Back in February, city council had asked the public service for a report within 120 days exploring whether a low-barrier, supervised drug consumption site would work in Winnipeg.
The report from Deputy CAO Michael Jack, made public on Tuesday, says, “With regards to specific provincial legislation or policy, while the Province of Manitoba has not supported SCS’s, there is also no specific provincial legislation that would create any greater impediment either.”
It says the city would be able to apply to the federal government for an exemption if the province didn’t approve.
Premier Brian Pallister said the province still has no plans to open the sites.
“There’s been such a focus it seems in some quarters on making the drugs available in an environment with a safe injection site, that we’re forgetting about all the other possible things we could be doing,” Pallister said Tuesday.
“We’re not forgetting about those things.
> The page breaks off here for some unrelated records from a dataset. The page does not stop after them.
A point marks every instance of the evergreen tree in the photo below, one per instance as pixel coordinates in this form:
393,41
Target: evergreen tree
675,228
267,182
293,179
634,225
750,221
We’re going to continue to invest in those initiatives.”
The premier says they are focused on “dozens” of initiatives related to addictions and wellness.
The report says one identified barrier to the site is funding, as “significant” costs would be expected.
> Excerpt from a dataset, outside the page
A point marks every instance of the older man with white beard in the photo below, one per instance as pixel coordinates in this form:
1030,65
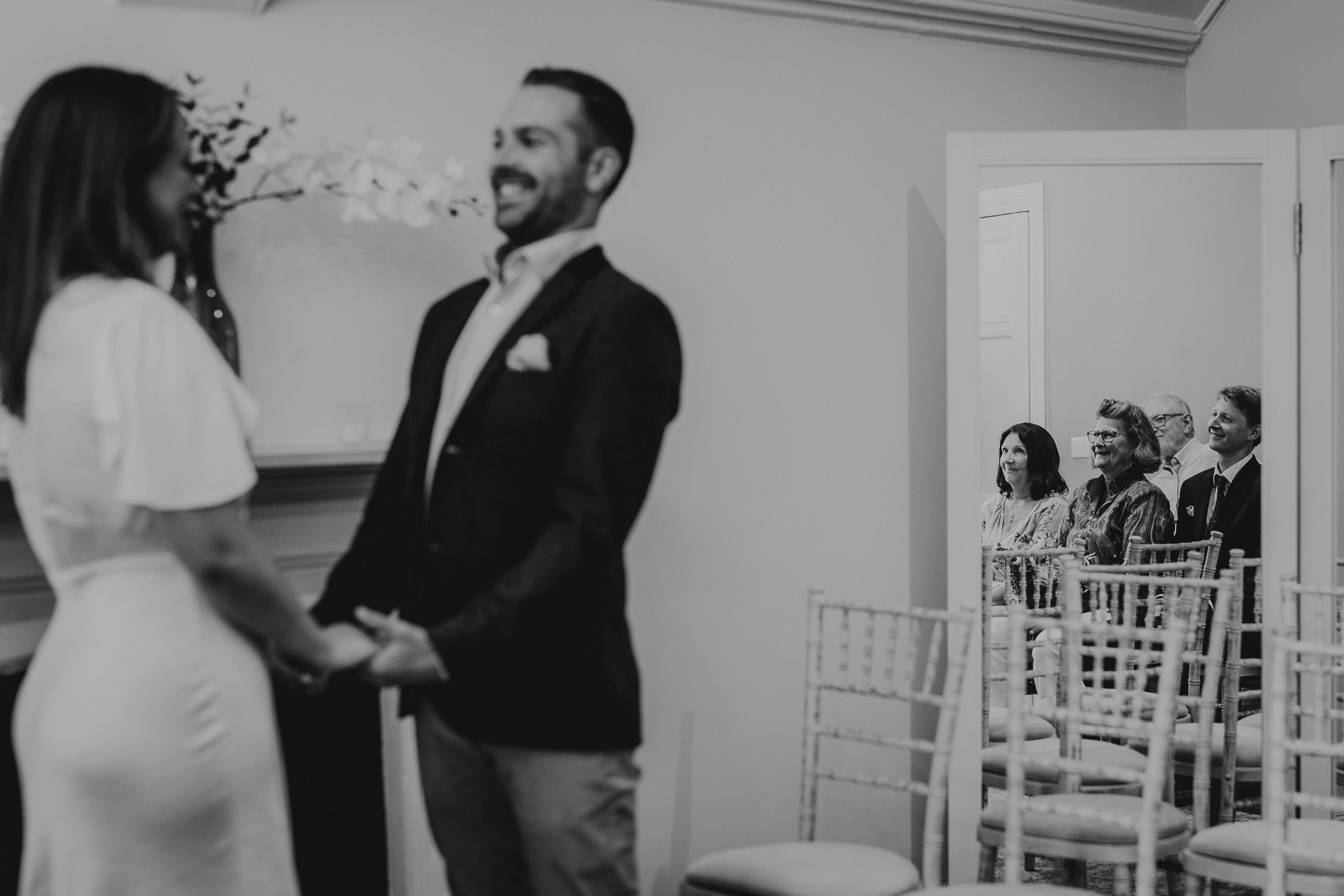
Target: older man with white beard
1183,454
“Typically, the only long-term sustainable SCSs have been those with financial commitments from their provinces or the local health authorities in those regions,” reads the report.
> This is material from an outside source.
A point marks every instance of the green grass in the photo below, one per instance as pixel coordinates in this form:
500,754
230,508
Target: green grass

“Rather than operation of a site, stakeholders indicated that City support of a stakeholder-run facility would be optimal. Support could be financial (grants, funding); operational (provision of trained staff through the Winnipeg Fire Paramedic Services Emergency Paramedic In the Community program).”
The report says conversations with stakeholders determined supervised consumption is already happening in Winnipeg, but not in the way most people think.
There are a number of public or semi-public restrooms in various locations where people are using substances. And while those businesses don’t condone it, there is unintentional harm reduction taking place such as an attendant knocking on a door that remains locked for an inordinate amount of time, or when the washroom itself is cleaned and sanitized regularly and hygiene products are monitored and restocked regularly.
Proximity is also important, according to the report, and that academic research says a site needs to be located within 500 kilometres of the predominant location of those using.
“Beyond that distance, the research seems to indicate that those using substances will choose their existing environments/locations, rather than travel to the facility.”